レビ氏は核交渉の継続について、「多くの命を危険にさらす」との懸念を示し、「交渉に時間を費やすよりも迅速な介入が必要だ」とトランプ政権に訴えた。レビ氏は1979年のイスラム革命以前にイランを離れて以来、米国に居住している。

一方で、イラン国内の反体制勢力は依然として内部分裂しており、外国の軍事介入に対する支持や統一した意思は確認されていない。過去の報道では、米側からもレビ氏の支持基盤について懐疑的な見方が示されている。

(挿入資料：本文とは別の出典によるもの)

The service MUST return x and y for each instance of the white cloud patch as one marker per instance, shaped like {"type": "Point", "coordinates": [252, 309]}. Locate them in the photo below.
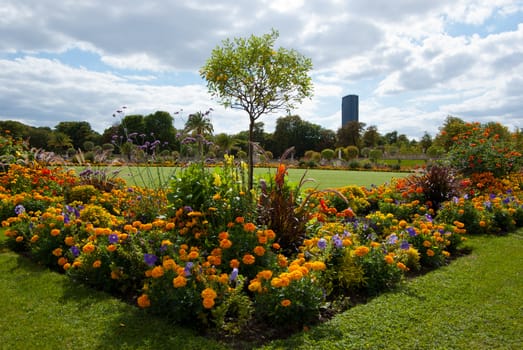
{"type": "Point", "coordinates": [409, 69]}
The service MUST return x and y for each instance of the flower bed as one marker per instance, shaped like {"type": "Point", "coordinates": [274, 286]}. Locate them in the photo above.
{"type": "Point", "coordinates": [208, 253]}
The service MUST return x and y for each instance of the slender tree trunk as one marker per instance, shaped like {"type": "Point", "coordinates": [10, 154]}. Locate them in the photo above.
{"type": "Point", "coordinates": [251, 156]}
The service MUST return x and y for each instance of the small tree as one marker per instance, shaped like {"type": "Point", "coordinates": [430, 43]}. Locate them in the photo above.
{"type": "Point", "coordinates": [249, 74]}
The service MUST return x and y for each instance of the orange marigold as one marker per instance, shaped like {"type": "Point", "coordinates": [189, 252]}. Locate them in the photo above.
{"type": "Point", "coordinates": [259, 250]}
{"type": "Point", "coordinates": [179, 281]}
{"type": "Point", "coordinates": [361, 251]}
{"type": "Point", "coordinates": [248, 259]}
{"type": "Point", "coordinates": [157, 272]}
{"type": "Point", "coordinates": [286, 303]}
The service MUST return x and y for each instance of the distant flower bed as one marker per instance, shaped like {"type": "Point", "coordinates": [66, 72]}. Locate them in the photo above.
{"type": "Point", "coordinates": [208, 252]}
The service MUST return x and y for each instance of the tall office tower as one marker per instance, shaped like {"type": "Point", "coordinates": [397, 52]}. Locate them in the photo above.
{"type": "Point", "coordinates": [349, 109]}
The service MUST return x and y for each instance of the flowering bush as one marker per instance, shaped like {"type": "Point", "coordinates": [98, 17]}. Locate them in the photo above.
{"type": "Point", "coordinates": [485, 148]}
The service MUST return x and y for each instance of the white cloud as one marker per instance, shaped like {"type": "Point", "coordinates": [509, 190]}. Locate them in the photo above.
{"type": "Point", "coordinates": [399, 56]}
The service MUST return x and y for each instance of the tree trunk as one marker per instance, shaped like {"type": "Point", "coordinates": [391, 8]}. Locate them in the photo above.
{"type": "Point", "coordinates": [251, 156]}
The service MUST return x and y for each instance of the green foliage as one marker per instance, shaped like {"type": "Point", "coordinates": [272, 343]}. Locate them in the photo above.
{"type": "Point", "coordinates": [250, 74]}
{"type": "Point", "coordinates": [281, 209]}
{"type": "Point", "coordinates": [483, 148]}
{"type": "Point", "coordinates": [438, 184]}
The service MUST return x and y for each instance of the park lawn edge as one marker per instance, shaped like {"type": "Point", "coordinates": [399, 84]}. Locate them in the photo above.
{"type": "Point", "coordinates": [475, 302]}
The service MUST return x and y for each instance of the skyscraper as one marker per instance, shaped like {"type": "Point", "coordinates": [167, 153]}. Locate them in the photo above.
{"type": "Point", "coordinates": [349, 109]}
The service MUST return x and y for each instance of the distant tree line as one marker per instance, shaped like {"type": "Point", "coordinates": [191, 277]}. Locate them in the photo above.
{"type": "Point", "coordinates": [132, 136]}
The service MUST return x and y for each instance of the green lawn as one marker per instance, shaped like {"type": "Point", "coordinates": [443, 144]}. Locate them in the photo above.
{"type": "Point", "coordinates": [474, 303]}
{"type": "Point", "coordinates": [145, 176]}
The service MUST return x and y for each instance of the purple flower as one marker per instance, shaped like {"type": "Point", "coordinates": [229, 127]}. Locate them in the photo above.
{"type": "Point", "coordinates": [411, 230]}
{"type": "Point", "coordinates": [113, 238]}
{"type": "Point", "coordinates": [393, 238]}
{"type": "Point", "coordinates": [187, 269]}
{"type": "Point", "coordinates": [19, 209]}
{"type": "Point", "coordinates": [75, 251]}
{"type": "Point", "coordinates": [150, 259]}
{"type": "Point", "coordinates": [322, 243]}
{"type": "Point", "coordinates": [336, 239]}
{"type": "Point", "coordinates": [234, 275]}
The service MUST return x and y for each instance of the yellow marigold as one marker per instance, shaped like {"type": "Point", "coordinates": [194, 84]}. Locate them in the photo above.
{"type": "Point", "coordinates": [88, 248]}
{"type": "Point", "coordinates": [169, 264]}
{"type": "Point", "coordinates": [69, 241]}
{"type": "Point", "coordinates": [285, 302]}
{"type": "Point", "coordinates": [318, 266]}
{"type": "Point", "coordinates": [208, 293]}
{"type": "Point", "coordinates": [277, 282]}
{"type": "Point", "coordinates": [361, 251]}
{"type": "Point", "coordinates": [459, 224]}
{"type": "Point", "coordinates": [224, 278]}
{"type": "Point", "coordinates": [296, 275]}
{"type": "Point", "coordinates": [193, 255]}
{"type": "Point", "coordinates": [249, 227]}
{"type": "Point", "coordinates": [99, 231]}
{"type": "Point", "coordinates": [269, 234]}
{"type": "Point", "coordinates": [147, 227]}
{"type": "Point", "coordinates": [282, 260]}
{"type": "Point", "coordinates": [255, 286]}
{"type": "Point", "coordinates": [225, 244]}
{"type": "Point", "coordinates": [259, 250]}
{"type": "Point", "coordinates": [248, 259]}
{"type": "Point", "coordinates": [143, 301]}
{"type": "Point", "coordinates": [265, 274]}
{"type": "Point", "coordinates": [157, 272]}
{"type": "Point", "coordinates": [55, 232]}
{"type": "Point", "coordinates": [57, 252]}
{"type": "Point", "coordinates": [208, 303]}
{"type": "Point", "coordinates": [179, 281]}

この発言は米国とイランとの外交・軍事的緊張が高まる中で出された。米国は引き続きイランとの間で核問題に関する交渉を進めているが、交渉が難航しているとの指摘もある。トランプ(Donald Trump)大統領は核交渉に慎重な姿勢を示す一方、イランに対する軍事的選択肢を排除していないとの見方が報じられている。複数の米当局者はトランプ氏が命じた場合、数週間にわたる軍事作戦を準備している可能性があると述べている。

米欧間ではイラン情勢をめぐる評価は分かれており、軍事介入を推進する意見と、外交的解決を重視する立場が対立している。こうした中で、核交渉は今後も継続される見通しだが、軍事的緊張の高まりが地域の安定に影響を与えると懸念されている。